By Katie Quaranta
A small fire at Bromley Hall on Wednesday afternoon resolved safely, thanks to the building's fire suppression system and the quick response time of the Athens Fire Department.
Students immediately evacuated the building when the fire set off sprinklers in a sixth-floor room about 1:30 p.m. The fire department arrived shortly thereafter. There were no injuries.
The cause of the fire is still under investigation, but Athens Fire Chief Bob Troxel said it appears to have started in an area where a heat lamp was pointed at a terrarium in the room. He said the fire suppression system worked well and helped extinguish the fire quickly.
"Had there not been a sprinkler, the fire would have been much, much worse," he said.
David Hopka, assistant vice president, safety and risk management, said the quick action of fire department and university personnel limited water damage.
"The sprinklers were only on as long as they needed to be," Hopka said.

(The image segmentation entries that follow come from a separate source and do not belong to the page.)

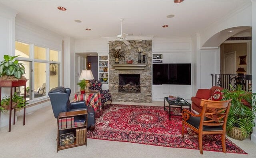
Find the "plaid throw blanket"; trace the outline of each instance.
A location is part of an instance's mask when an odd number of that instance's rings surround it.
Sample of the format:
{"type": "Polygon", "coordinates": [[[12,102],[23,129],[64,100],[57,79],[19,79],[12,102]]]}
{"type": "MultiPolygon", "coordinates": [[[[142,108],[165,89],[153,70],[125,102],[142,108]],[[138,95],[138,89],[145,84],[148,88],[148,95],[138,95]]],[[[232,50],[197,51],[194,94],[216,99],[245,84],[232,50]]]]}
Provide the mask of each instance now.
{"type": "Polygon", "coordinates": [[[95,112],[95,118],[98,118],[103,113],[100,91],[92,92],[84,94],[76,94],[73,101],[81,100],[85,100],[87,106],[93,108],[95,112]]]}

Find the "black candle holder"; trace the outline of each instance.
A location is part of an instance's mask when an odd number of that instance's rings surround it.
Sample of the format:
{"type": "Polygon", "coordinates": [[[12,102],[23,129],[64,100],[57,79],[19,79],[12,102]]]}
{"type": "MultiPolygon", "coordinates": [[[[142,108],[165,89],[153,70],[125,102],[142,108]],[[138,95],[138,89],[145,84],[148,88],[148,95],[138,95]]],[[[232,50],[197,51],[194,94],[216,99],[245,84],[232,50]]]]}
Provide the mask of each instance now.
{"type": "Polygon", "coordinates": [[[139,52],[138,53],[139,53],[139,58],[138,58],[138,63],[141,64],[141,59],[140,59],[140,53],[141,53],[141,52],[139,52]]]}

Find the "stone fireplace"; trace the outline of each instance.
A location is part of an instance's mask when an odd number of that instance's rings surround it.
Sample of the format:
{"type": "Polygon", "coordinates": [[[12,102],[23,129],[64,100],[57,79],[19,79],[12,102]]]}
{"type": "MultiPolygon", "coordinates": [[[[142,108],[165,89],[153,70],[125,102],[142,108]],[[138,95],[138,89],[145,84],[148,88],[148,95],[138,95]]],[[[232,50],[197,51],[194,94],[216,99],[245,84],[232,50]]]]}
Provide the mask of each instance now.
{"type": "Polygon", "coordinates": [[[140,74],[119,74],[118,92],[140,92],[140,74]]]}
{"type": "Polygon", "coordinates": [[[129,40],[129,42],[130,49],[126,49],[127,46],[121,41],[115,41],[109,44],[108,85],[112,100],[118,102],[152,102],[152,40],[129,40]],[[113,53],[112,49],[118,46],[125,50],[125,60],[120,61],[119,64],[117,64],[115,63],[115,59],[111,56],[113,53]],[[145,52],[145,64],[138,63],[138,48],[140,47],[145,52]],[[132,60],[133,63],[126,64],[126,60],[132,60]],[[116,67],[117,64],[122,66],[118,68],[116,67]],[[124,66],[125,68],[122,68],[124,66]]]}

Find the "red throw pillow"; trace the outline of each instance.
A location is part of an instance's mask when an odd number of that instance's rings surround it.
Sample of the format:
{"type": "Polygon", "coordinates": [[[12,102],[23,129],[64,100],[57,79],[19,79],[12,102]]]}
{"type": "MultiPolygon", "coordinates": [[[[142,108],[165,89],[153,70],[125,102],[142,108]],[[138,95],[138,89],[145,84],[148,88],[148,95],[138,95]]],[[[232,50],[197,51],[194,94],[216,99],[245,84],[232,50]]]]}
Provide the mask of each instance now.
{"type": "Polygon", "coordinates": [[[209,100],[220,101],[222,98],[223,93],[219,89],[216,89],[213,93],[212,96],[209,98],[209,100]]]}

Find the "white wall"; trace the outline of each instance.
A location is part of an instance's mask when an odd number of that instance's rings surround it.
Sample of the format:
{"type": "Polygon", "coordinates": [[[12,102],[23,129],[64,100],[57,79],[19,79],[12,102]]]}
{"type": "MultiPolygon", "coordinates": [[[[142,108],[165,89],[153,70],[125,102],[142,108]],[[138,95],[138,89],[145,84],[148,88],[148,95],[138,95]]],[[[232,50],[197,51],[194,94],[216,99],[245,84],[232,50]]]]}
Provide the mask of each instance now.
{"type": "MultiPolygon", "coordinates": [[[[15,16],[16,12],[0,4],[0,58],[4,59],[4,54],[11,55],[15,52],[15,16]]],[[[9,94],[10,88],[2,88],[1,98],[9,94]]],[[[10,94],[9,94],[10,95],[10,94]]],[[[12,112],[12,116],[13,116],[12,112]]],[[[17,117],[16,118],[16,119],[17,117]]],[[[12,119],[13,117],[12,117],[12,119]]],[[[9,112],[1,114],[0,126],[9,124],[9,112]]]]}
{"type": "MultiPolygon", "coordinates": [[[[256,92],[256,0],[252,0],[252,56],[253,62],[252,63],[252,92],[256,92]]],[[[256,120],[254,121],[256,123],[256,120]]],[[[253,129],[253,132],[251,134],[251,140],[254,143],[256,143],[256,127],[253,129]]]]}
{"type": "Polygon", "coordinates": [[[108,54],[108,42],[104,38],[77,40],[75,42],[76,53],[107,53],[108,54]]]}
{"type": "Polygon", "coordinates": [[[220,73],[220,49],[201,50],[197,61],[198,71],[196,74],[198,88],[210,89],[212,87],[211,74],[220,73]]]}
{"type": "MultiPolygon", "coordinates": [[[[214,22],[208,28],[199,32],[200,36],[200,48],[212,36],[227,28],[237,26],[252,26],[252,5],[250,0],[240,9],[226,15],[219,20],[214,22]]],[[[220,41],[220,43],[224,41],[220,41]]]]}

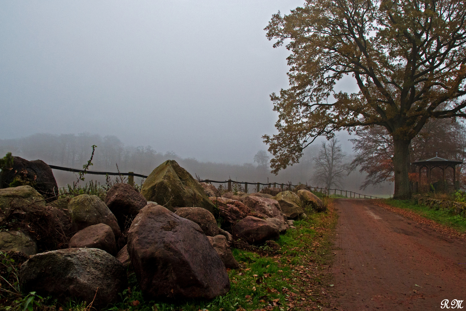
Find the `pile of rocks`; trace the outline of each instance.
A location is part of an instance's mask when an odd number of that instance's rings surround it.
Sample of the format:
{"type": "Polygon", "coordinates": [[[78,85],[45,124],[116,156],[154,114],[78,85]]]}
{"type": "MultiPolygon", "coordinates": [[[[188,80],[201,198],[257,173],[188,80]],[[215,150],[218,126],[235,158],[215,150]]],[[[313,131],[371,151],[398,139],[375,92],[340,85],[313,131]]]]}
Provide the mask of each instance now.
{"type": "MultiPolygon", "coordinates": [[[[18,163],[31,167],[23,160],[18,163]]],[[[323,207],[308,191],[218,197],[214,187],[171,160],[154,170],[141,193],[117,184],[105,201],[87,194],[54,200],[49,190],[31,186],[0,189],[0,222],[27,224],[0,231],[0,249],[30,256],[20,271],[25,290],[60,301],[94,300],[96,307],[115,302],[133,271],[148,299],[225,295],[227,269],[239,267],[233,240],[258,245],[276,239],[304,215],[303,204],[323,207]],[[38,219],[41,225],[33,228],[38,219]]]]}

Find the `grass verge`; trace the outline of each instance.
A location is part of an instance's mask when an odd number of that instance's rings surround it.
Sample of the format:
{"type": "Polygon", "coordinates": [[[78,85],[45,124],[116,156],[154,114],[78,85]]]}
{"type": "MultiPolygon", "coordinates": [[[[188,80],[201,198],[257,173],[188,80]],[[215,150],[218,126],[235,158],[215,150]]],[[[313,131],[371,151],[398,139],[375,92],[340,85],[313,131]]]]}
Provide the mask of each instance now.
{"type": "MultiPolygon", "coordinates": [[[[380,203],[383,203],[401,210],[411,212],[415,214],[453,228],[460,233],[464,233],[466,232],[466,218],[459,215],[453,215],[448,210],[433,209],[425,205],[419,205],[410,200],[387,199],[374,200],[374,201],[376,203],[378,202],[379,204],[377,205],[379,206],[380,203]]],[[[410,217],[409,215],[408,216],[410,217]]],[[[414,215],[411,215],[411,218],[414,215]]],[[[422,222],[422,221],[420,221],[422,222]]]]}

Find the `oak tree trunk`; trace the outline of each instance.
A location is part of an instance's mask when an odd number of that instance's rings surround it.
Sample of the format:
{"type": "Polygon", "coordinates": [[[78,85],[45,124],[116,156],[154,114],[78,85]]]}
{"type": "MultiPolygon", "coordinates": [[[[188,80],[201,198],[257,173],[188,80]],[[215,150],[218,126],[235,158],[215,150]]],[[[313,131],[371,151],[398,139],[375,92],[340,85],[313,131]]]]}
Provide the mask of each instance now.
{"type": "Polygon", "coordinates": [[[393,198],[407,200],[411,197],[408,173],[411,140],[393,139],[393,168],[395,170],[395,193],[393,198]]]}

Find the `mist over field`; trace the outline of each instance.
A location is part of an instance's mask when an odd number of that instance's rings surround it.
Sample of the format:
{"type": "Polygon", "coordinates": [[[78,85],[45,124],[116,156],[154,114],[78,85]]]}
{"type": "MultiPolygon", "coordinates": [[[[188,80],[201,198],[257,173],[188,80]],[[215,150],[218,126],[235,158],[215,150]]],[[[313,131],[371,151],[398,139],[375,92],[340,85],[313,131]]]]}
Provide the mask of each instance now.
{"type": "MultiPolygon", "coordinates": [[[[263,28],[302,1],[19,1],[0,4],[0,156],[148,174],[175,159],[202,179],[313,186],[317,140],[278,176],[254,158],[276,133],[269,95],[288,86],[263,28]],[[151,146],[151,147],[148,147],[151,146]]],[[[355,84],[345,78],[338,91],[355,84]]],[[[338,134],[352,157],[350,138],[338,134]]],[[[58,184],[72,173],[54,170],[58,184]]],[[[87,175],[86,180],[104,178],[87,175]]],[[[393,193],[392,184],[359,190],[393,193]]]]}

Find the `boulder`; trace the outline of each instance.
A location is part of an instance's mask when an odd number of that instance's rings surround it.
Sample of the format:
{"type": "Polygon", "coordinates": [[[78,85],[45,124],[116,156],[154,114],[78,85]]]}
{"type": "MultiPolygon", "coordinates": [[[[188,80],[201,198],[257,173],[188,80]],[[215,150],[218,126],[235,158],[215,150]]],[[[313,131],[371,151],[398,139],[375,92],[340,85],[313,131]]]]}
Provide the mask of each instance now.
{"type": "Polygon", "coordinates": [[[322,200],[309,190],[298,190],[297,195],[304,205],[310,205],[317,212],[324,212],[327,209],[322,200]]]}
{"type": "Polygon", "coordinates": [[[219,228],[219,234],[221,235],[226,238],[227,241],[229,242],[233,241],[233,236],[228,231],[223,230],[221,228],[219,228]]]}
{"type": "Polygon", "coordinates": [[[128,184],[115,184],[107,193],[105,204],[118,221],[121,230],[129,227],[141,208],[147,204],[144,196],[128,184]]]}
{"type": "Polygon", "coordinates": [[[45,206],[44,197],[30,186],[0,189],[0,209],[4,217],[13,209],[23,210],[33,203],[45,206]]]}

Judith Piercy, assistant vice president and director of residence life, said water from the sprinkler that went off in the student room caused damage to some other rooms on the sixth floor and below. The university is still assessing the extent of the damage.
Piercy praised custodial and Residence Life staff, who worked well into the night to clean the building. She also commended the many students who worked side by side to help one another and the staff.
"The students were amazing. They kept their spirit through all of this," she said. "I think it was an example of everyone coming together to make the best of a crisis."
Students who lived in the room with the fire and in a room sharing an adjacent bathroom were relocated to other rooms in Bromley. They will be able to move back once the rooms are cleaned and the sprinklers and smoke detectors are restored. The university will provide all students who were displaced with alternate accommodations as long as necessary.
Staff recommended to all students involved that they track any damages.
"Many students may be covered by their home policies and should check to see if that's the case," Hopka said.
The university housing contract recommends students contact their insurance companies to acquire personal property coverage because university insurance policies cannot cover individuals' possessions.